In queste condizioni, il cibo supplementare equivaleva alla sopravvivenza... Le razioni di pane servivano quindi come una sorta di valuta. I funzionari, che costituivano probabilmente dal 3 al 5 per cento della popolazione internata, scambiavano le loro razioni supplementari di pane e zuppa con vitto di migliore qualità e sapore.

 

I prigionieri condannati alla sussistenza con la razione ufficiale perdevano peso rapidamente, e le loro possibilità di sopravvivenza diminuivano conseguentemente.

 

Anatomia, pagg. 24-25

 

 

Durante un raid aereo

 

Vicino alla cucina erano stati lasciati due calderoni mezzi pieni di zuppa fumante.
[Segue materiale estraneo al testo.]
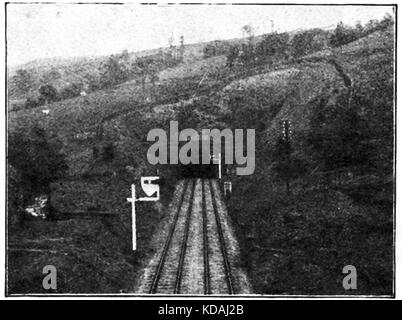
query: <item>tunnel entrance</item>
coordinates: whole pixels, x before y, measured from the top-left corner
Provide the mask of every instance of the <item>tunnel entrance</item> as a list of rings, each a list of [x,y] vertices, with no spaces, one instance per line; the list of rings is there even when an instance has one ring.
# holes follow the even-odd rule
[[[216,164],[188,164],[180,165],[178,176],[181,178],[218,178],[218,165]]]
[[[177,176],[181,178],[205,178],[205,179],[213,179],[213,178],[219,178],[219,165],[216,163],[217,159],[213,155],[213,150],[214,150],[214,141],[211,136],[203,136],[201,134],[198,134],[196,136],[192,136],[191,140],[198,141],[199,143],[199,155],[198,159],[201,162],[203,158],[203,146],[205,141],[207,141],[206,144],[209,144],[209,149],[206,151],[210,155],[210,163],[208,164],[179,164],[177,166]],[[189,140],[188,140],[189,141]],[[184,143],[187,143],[188,141],[181,141],[179,143],[179,147],[182,147]],[[222,141],[220,141],[220,150],[224,150],[224,144]],[[212,153],[211,153],[212,152]],[[215,158],[214,158],[215,157]],[[219,157],[221,158],[221,170],[224,170],[225,166],[223,165],[224,163],[224,155],[221,155],[219,153]],[[214,162],[215,161],[215,162]]]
Due pentoloni di zuppa, nel bel mezzo del sentiero, e nessuno a sorvegliarli!...

 

All’improvviso, vedemmo la porta della baracca 37 aprirsi impercettibilmente. Apparve un uomo che strisciava come un verme in direzione dei pentoloni.

 

Centinaia d’occhi seguirono i suoi movimenti. Centinaia d’uomini strisciarono con lui, sbucciandosi i ginocchi insieme ai suoi sulla ghiaia. Ciascun cuore batteva all’impazzata, ma d’invidia sopra a tutto. Quest’uomo aveva osato.

 

Raggiunse il primo calderone. I cuori accelerarono: gliel’aveva fatta. La gelosia ci consumava, ci bruciava come paglia. Non pensammo nemmeno per un attimo di ammirarlo. Povero eroe, suicidarsi per una razione di zuppa! Nei nostri pensieri, lo stavamo uccidendo.

 

Sdraiato accanto al pentolone, cercava ora di sollevarsi verso il bordo. Per debolezza o per paura, se ne stette lì, cercando senza dubbio di chiamare a raccolta le ultime forze. Alla fine riuscì a sporgersi sulla superficie della pentola. Per un attimo sembrò che si guardasse, cercando il suo riflesso spettrale nella zuppa. Poi, apparentemente senza ragione, mandò un grido terribile, un rantolo quale mai avevo udito prima, e, a bocca aperta, spinse il capo verso il liquido fumante. L’esplosione ci fece sobbalzare. Ricadendo all’indietro sul terreno, col viso macchiato dalla zuppa, l’uomo si contorse per pochi secondi ai piedi del calderone, poi non si mosse più.

 

Wiesel, pagg. 56-57

 

 

Abbiamo appreso il valore degli alimenti; ora anche noi raschiamo diligentemente il fondo della gamella dopo il rancio, e la teniamo sotto il mento quando mangiamo il pane per non disperderne le briciole. Anche noi adesso sappiamo che non è la stessa cosa ricevere il mestolo di zuppa prelevato dalla superficie o dal fondo del mastello, e siamo già in grado di calcolare, in base alla capacità dei vari mastelli, quale sia il posto più conveniente a cui aspirare quando ci si mette in coda.

 

Eccomi dunque sul fondo. A dare un colpo di spugna al passato e al futuro si impara assai presto, se il bisogno preme. Dopo quindici giorni dall’ingresso, già ho la fame regolamentare, la fame cronica sconosciuta agli uomini liberi, che fa sognare di notte e siede in tutte le membra dei nostri corpi...

 

La Borsa è attivissima sempre... Qui si aggirano a decine, colle labbra socchiuse e gli occhi rilucenti, i disperati della fame, che un istinto fallace spinge colà dove le mercanzie esibite rendono più acre il rodimento dello stomaco, e più assidua la salivazione.